January 20, 2021 Breaking News, Latest News, and Videos

Santa Monica to Explain Denied Parking Appeals:

The City of Santa Monica has announced plans to shift policy and provide appellants contesting parking tickets with written explanations for denied appeals. This comes on the heels of reports that no explanations were given from the City despite a 2008 state law requiring an explanation for denied parking appeals.

The law was supposed to have taken effect in January 2009, however the City continued to not include an explanation in their notification letters. This prompted a resident, Stan Epstein, to file a complaint, which was reported on in a previous Mirror story.

On May 27, the City’s finance department issued a release indicating that notifications sent to individuals appealing citations will now receive additional details in their decision letter.

The release states that even though the letters the City had been using “provide the minimum information required by law, the City believes that providing additional details with these letters would improve customer service.”

The current process includes an initial review of the correspondence from the person who received the ticket by the City’s parking violations office. This correspondence includes the reasons why the individual believes they were inappropriately ticketed, and it must be submitted within 21 days after the ticket was issued. However, the parking fine does not have to be submitted.

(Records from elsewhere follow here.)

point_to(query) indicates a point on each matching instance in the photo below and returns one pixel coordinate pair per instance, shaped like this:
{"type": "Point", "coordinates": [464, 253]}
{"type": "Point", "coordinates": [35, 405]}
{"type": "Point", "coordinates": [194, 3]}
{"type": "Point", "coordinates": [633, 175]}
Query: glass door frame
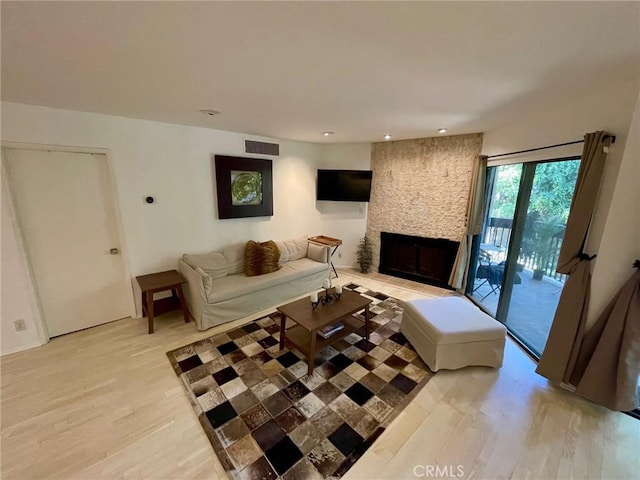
{"type": "Point", "coordinates": [525, 188]}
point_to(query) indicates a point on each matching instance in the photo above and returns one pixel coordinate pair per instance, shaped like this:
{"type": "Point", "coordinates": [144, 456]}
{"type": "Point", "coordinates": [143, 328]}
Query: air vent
{"type": "Point", "coordinates": [261, 148]}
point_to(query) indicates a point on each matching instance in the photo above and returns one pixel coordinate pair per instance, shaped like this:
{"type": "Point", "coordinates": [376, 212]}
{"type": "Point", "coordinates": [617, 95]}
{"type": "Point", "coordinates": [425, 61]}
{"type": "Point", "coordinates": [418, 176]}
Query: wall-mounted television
{"type": "Point", "coordinates": [344, 185]}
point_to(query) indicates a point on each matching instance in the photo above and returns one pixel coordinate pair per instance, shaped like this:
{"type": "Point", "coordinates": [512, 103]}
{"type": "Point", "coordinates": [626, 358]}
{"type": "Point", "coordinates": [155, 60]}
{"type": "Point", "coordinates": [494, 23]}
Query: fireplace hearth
{"type": "Point", "coordinates": [425, 260]}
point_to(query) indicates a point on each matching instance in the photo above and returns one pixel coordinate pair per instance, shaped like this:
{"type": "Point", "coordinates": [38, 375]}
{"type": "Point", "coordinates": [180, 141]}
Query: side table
{"type": "Point", "coordinates": [160, 282]}
{"type": "Point", "coordinates": [329, 242]}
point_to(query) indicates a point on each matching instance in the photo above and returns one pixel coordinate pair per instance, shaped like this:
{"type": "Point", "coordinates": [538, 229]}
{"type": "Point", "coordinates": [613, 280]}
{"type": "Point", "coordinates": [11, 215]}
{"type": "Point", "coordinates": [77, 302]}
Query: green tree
{"type": "Point", "coordinates": [551, 193]}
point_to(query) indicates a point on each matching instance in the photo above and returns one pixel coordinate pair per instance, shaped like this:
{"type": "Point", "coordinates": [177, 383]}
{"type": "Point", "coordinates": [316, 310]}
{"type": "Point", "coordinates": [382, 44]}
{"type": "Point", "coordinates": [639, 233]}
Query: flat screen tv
{"type": "Point", "coordinates": [344, 185]}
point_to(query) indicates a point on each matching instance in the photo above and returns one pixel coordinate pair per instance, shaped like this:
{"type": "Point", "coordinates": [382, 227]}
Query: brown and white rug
{"type": "Point", "coordinates": [267, 419]}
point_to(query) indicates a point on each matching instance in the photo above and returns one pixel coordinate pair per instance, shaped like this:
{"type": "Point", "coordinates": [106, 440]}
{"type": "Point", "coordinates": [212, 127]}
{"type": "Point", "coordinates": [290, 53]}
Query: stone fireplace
{"type": "Point", "coordinates": [425, 260]}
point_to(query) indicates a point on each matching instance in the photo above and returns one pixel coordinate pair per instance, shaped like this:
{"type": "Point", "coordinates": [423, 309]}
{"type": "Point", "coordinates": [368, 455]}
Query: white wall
{"type": "Point", "coordinates": [18, 299]}
{"type": "Point", "coordinates": [345, 220]}
{"type": "Point", "coordinates": [620, 244]}
{"type": "Point", "coordinates": [175, 164]}
{"type": "Point", "coordinates": [610, 110]}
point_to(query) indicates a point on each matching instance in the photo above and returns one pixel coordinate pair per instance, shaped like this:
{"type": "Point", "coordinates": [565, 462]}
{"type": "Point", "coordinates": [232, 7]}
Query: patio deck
{"type": "Point", "coordinates": [533, 305]}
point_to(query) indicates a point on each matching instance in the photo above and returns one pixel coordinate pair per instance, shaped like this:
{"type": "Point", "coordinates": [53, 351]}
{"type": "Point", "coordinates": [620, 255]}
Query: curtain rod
{"type": "Point", "coordinates": [606, 137]}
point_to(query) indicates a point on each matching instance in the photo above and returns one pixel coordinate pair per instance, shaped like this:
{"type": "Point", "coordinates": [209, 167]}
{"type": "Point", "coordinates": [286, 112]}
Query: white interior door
{"type": "Point", "coordinates": [64, 204]}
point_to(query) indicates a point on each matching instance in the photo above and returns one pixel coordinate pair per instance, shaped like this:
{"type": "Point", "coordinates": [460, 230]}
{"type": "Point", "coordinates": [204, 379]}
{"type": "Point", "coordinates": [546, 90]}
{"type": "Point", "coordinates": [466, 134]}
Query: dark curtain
{"type": "Point", "coordinates": [567, 330]}
{"type": "Point", "coordinates": [608, 362]}
{"type": "Point", "coordinates": [475, 209]}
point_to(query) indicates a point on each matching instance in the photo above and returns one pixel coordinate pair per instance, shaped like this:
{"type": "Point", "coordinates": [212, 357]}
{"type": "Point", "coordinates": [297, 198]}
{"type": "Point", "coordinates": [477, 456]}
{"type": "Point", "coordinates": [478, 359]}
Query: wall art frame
{"type": "Point", "coordinates": [244, 187]}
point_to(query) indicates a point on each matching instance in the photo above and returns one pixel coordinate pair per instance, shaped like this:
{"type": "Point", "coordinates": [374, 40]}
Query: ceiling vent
{"type": "Point", "coordinates": [261, 148]}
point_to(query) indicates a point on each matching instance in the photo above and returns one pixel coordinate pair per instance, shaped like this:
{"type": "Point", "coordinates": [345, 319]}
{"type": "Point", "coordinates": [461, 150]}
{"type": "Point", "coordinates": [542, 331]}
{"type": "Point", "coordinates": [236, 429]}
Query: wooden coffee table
{"type": "Point", "coordinates": [304, 336]}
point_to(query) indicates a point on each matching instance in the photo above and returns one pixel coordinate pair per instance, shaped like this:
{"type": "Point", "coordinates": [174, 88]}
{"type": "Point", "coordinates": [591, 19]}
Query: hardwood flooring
{"type": "Point", "coordinates": [105, 403]}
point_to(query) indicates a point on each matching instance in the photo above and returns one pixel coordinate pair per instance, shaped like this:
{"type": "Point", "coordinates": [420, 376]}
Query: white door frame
{"type": "Point", "coordinates": [114, 203]}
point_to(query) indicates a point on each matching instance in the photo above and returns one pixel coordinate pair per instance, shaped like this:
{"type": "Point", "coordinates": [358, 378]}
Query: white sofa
{"type": "Point", "coordinates": [218, 290]}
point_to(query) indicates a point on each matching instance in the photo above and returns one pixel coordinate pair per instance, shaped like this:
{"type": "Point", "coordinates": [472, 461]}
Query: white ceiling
{"type": "Point", "coordinates": [295, 69]}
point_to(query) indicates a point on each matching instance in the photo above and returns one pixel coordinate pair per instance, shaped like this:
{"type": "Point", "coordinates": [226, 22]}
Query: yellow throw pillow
{"type": "Point", "coordinates": [261, 258]}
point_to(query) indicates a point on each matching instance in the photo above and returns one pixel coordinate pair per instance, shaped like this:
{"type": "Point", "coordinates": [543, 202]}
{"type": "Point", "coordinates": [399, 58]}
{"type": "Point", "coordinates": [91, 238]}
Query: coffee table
{"type": "Point", "coordinates": [304, 337]}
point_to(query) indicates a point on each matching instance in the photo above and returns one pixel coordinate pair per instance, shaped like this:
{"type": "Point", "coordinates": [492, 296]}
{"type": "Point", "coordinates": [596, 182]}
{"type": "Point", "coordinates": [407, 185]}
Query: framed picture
{"type": "Point", "coordinates": [245, 187]}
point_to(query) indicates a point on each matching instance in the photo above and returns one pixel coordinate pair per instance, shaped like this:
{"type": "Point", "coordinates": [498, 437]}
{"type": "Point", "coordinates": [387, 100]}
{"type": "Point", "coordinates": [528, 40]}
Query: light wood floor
{"type": "Point", "coordinates": [105, 403]}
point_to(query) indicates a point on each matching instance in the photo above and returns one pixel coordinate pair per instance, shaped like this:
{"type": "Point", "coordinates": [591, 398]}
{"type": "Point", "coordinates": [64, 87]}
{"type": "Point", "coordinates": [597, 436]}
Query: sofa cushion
{"type": "Point", "coordinates": [235, 258]}
{"type": "Point", "coordinates": [284, 253]}
{"type": "Point", "coordinates": [233, 286]}
{"type": "Point", "coordinates": [261, 258]}
{"type": "Point", "coordinates": [319, 253]}
{"type": "Point", "coordinates": [297, 248]}
{"type": "Point", "coordinates": [207, 280]}
{"type": "Point", "coordinates": [213, 263]}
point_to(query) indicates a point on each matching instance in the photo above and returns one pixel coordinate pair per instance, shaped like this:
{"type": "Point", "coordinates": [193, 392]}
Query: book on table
{"type": "Point", "coordinates": [330, 329]}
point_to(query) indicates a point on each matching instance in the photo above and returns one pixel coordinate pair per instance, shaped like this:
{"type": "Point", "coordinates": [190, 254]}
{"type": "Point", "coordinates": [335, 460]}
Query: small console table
{"type": "Point", "coordinates": [329, 242]}
{"type": "Point", "coordinates": [160, 282]}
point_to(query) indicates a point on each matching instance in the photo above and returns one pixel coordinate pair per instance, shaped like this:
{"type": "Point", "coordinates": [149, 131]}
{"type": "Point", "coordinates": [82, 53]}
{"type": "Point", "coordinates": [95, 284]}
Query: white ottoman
{"type": "Point", "coordinates": [451, 332]}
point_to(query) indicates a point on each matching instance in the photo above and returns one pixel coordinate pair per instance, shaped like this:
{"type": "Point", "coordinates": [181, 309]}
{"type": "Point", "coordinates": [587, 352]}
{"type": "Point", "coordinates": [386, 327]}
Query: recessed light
{"type": "Point", "coordinates": [207, 111]}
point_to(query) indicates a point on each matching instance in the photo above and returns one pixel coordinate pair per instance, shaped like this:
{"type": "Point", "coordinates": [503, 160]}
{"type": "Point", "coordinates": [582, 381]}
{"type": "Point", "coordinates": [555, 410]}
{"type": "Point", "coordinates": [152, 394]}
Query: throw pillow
{"type": "Point", "coordinates": [284, 253]}
{"type": "Point", "coordinates": [261, 258]}
{"type": "Point", "coordinates": [235, 257]}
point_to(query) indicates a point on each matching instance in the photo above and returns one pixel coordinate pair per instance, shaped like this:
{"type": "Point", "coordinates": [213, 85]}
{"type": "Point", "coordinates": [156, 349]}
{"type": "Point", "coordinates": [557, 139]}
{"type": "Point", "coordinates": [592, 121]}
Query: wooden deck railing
{"type": "Point", "coordinates": [543, 256]}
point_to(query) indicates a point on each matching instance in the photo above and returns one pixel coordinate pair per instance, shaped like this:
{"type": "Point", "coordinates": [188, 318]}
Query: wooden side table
{"type": "Point", "coordinates": [329, 242]}
{"type": "Point", "coordinates": [161, 282]}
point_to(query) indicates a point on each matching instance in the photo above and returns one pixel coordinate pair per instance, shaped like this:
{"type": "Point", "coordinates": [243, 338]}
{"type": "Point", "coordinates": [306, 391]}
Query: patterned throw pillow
{"type": "Point", "coordinates": [261, 258]}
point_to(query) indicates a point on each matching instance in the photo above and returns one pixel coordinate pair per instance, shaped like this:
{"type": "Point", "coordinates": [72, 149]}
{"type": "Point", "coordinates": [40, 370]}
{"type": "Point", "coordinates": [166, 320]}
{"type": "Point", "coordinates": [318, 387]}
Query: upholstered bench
{"type": "Point", "coordinates": [451, 333]}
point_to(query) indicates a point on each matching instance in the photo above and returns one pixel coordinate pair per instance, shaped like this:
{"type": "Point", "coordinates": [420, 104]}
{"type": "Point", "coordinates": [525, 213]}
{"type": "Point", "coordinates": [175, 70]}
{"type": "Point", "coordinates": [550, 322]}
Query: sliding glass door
{"type": "Point", "coordinates": [513, 273]}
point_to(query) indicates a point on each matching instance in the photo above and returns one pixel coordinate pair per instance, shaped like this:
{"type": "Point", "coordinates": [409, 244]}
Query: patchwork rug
{"type": "Point", "coordinates": [267, 419]}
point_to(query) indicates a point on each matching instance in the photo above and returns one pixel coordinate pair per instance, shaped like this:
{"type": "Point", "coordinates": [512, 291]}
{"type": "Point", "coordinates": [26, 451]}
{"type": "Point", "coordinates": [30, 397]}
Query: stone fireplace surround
{"type": "Point", "coordinates": [420, 188]}
{"type": "Point", "coordinates": [425, 260]}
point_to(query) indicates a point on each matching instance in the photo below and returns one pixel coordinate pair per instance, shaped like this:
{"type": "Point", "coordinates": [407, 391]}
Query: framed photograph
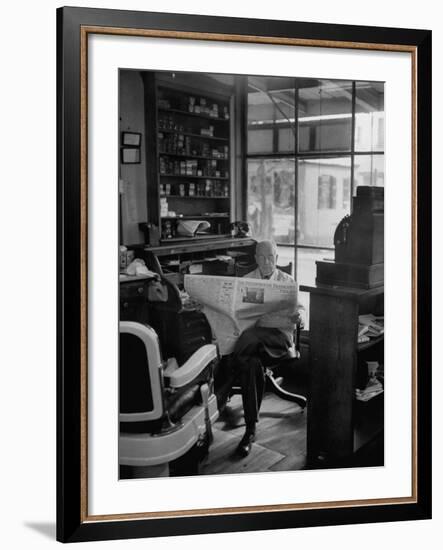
{"type": "Point", "coordinates": [131, 139]}
{"type": "Point", "coordinates": [192, 401]}
{"type": "Point", "coordinates": [130, 155]}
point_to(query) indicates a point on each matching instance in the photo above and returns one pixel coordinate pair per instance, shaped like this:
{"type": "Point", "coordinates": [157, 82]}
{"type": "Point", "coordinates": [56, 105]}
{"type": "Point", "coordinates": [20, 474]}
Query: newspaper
{"type": "Point", "coordinates": [233, 304]}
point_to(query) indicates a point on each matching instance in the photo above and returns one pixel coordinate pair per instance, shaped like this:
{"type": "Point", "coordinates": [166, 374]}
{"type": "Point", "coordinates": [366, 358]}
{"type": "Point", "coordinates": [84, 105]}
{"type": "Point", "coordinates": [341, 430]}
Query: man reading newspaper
{"type": "Point", "coordinates": [269, 339]}
{"type": "Point", "coordinates": [253, 319]}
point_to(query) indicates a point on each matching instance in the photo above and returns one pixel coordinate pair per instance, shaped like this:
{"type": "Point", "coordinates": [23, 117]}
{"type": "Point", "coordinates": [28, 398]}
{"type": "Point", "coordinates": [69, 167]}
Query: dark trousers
{"type": "Point", "coordinates": [256, 348]}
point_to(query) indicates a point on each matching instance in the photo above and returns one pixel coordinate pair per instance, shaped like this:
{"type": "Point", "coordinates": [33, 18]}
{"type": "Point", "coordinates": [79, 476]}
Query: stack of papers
{"type": "Point", "coordinates": [370, 326]}
{"type": "Point", "coordinates": [372, 389]}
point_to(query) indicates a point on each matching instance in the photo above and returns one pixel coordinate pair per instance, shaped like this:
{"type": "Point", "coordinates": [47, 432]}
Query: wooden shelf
{"type": "Point", "coordinates": [190, 134]}
{"type": "Point", "coordinates": [196, 217]}
{"type": "Point", "coordinates": [224, 178]}
{"type": "Point", "coordinates": [197, 115]}
{"type": "Point", "coordinates": [196, 238]}
{"type": "Point", "coordinates": [185, 156]}
{"type": "Point", "coordinates": [194, 197]}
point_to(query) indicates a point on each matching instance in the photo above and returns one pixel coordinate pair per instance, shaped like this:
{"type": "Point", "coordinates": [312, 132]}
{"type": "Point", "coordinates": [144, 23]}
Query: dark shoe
{"type": "Point", "coordinates": [245, 445]}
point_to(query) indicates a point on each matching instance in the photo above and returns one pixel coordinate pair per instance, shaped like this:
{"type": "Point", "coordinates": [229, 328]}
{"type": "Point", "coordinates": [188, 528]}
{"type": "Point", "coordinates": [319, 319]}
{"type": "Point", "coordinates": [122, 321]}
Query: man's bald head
{"type": "Point", "coordinates": [266, 257]}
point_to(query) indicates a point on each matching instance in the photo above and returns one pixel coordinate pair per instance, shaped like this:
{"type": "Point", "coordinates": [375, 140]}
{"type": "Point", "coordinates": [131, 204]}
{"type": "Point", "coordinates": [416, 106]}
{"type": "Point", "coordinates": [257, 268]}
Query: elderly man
{"type": "Point", "coordinates": [260, 345]}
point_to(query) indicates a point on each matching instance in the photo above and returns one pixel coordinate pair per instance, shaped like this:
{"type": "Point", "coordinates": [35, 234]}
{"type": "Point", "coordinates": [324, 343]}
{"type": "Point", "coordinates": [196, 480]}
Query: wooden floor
{"type": "Point", "coordinates": [280, 444]}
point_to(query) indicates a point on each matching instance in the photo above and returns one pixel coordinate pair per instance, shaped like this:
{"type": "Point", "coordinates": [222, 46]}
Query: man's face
{"type": "Point", "coordinates": [266, 258]}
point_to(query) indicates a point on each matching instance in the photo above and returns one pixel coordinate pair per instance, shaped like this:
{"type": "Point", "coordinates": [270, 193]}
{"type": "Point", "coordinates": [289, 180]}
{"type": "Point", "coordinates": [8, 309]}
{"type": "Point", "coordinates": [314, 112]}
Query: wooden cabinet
{"type": "Point", "coordinates": [224, 256]}
{"type": "Point", "coordinates": [338, 424]}
{"type": "Point", "coordinates": [188, 156]}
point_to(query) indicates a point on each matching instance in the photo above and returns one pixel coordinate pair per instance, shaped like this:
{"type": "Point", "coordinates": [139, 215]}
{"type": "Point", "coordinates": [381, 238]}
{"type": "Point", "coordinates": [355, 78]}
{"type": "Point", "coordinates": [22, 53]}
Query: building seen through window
{"type": "Point", "coordinates": [310, 144]}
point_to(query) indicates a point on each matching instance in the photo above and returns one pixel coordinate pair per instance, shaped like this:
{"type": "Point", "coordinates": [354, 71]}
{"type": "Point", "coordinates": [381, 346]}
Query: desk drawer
{"type": "Point", "coordinates": [133, 290]}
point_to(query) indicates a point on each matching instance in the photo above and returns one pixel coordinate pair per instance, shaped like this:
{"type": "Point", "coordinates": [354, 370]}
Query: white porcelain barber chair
{"type": "Point", "coordinates": [165, 408]}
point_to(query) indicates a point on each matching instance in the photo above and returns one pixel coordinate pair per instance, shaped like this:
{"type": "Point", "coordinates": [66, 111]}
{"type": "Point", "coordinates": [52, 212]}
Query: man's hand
{"type": "Point", "coordinates": [298, 318]}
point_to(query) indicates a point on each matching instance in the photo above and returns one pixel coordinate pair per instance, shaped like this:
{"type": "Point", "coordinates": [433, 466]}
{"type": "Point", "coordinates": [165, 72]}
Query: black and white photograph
{"type": "Point", "coordinates": [251, 274]}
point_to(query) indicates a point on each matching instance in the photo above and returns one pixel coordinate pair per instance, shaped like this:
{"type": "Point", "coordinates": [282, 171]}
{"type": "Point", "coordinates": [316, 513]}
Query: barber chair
{"type": "Point", "coordinates": [166, 407]}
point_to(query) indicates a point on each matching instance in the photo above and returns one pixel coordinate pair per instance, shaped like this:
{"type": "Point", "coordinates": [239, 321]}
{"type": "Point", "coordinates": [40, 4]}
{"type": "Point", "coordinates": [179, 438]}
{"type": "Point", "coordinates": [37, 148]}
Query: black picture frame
{"type": "Point", "coordinates": [73, 521]}
{"type": "Point", "coordinates": [130, 155]}
{"type": "Point", "coordinates": [131, 139]}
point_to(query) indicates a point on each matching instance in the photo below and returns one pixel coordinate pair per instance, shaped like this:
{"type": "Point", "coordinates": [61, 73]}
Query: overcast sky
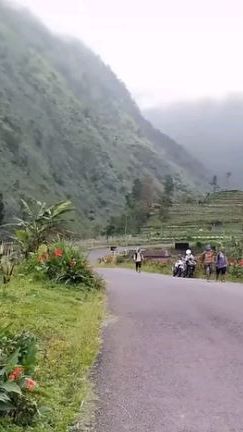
{"type": "Point", "coordinates": [164, 50]}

The person then receives a letter, which includes a decision on the initial review. If the individual’s reasons are found to be valid the letter states the ticket has been dismissed. If the reasons are found to be invalid, the law requires that an explanation be given as to why the ticket is not being dismissed. The City had been stating, “The review has confirmed that the citation was properly issued and is valid. The reason given does not invalidate the citation.”

The ticket holder then has the option to appeal a second time, paying the citation fine and requesting an administrative hearing within 21 days of the date the initial review letter was issued. The individual then receives a letter stating whether the ticket was dismissed. Once again, if the ticket is not dismissed, an explanation must be given as to the reasons it was not dismissed (which the City also was not doing.) If the ticket is not dismissed, the ticket holder can appeal this decision in superior court by paying a $25 fee.

Don Patterson, the City’s finance manager, spoke to the Mirror about the changes. He explained the police department completes the initial review and if they decide not to dismiss an appealed citation they will now include additional information about their denial. However, this information will not be as extensive as the information a person would receive if they appeal a second time and their citation is still not dismissed. This is because an administrative hearing officer hears the second appeal. According to Patterson, this hearing officer writes out their thought process that brings them to their decision. He/she then enters information on this process into the City’s computer system. Now notification letters of appeal denials will contain information from the hearing officer’s computer system entry.

The release also stated that anyone who has appealed a parking citation can request additional details on why their citation was not dismissed by e-mailing parking.office@smgov.net. They will receive a response within 10 business days. Patterson emphasized this offer is “open to anyone who wants additional information beyond what was originally provided to them.” However, “the offer to provide more information will have no impact on the process” if the timelines for the appeals which were stated earlier in this article have expired. These changes also do not impact the process of appealing a citation to the superior court.

Patterson also mentioned that the City has been working on a number of customer service improvements in terms of parking and that the complaint on appeal notification letters and the Mirror’s story on the issue moved up the City’s review of the letters. The changes are “consistent with what we’ve been doing – trying to make things more customer friendly, transparent and predictable.”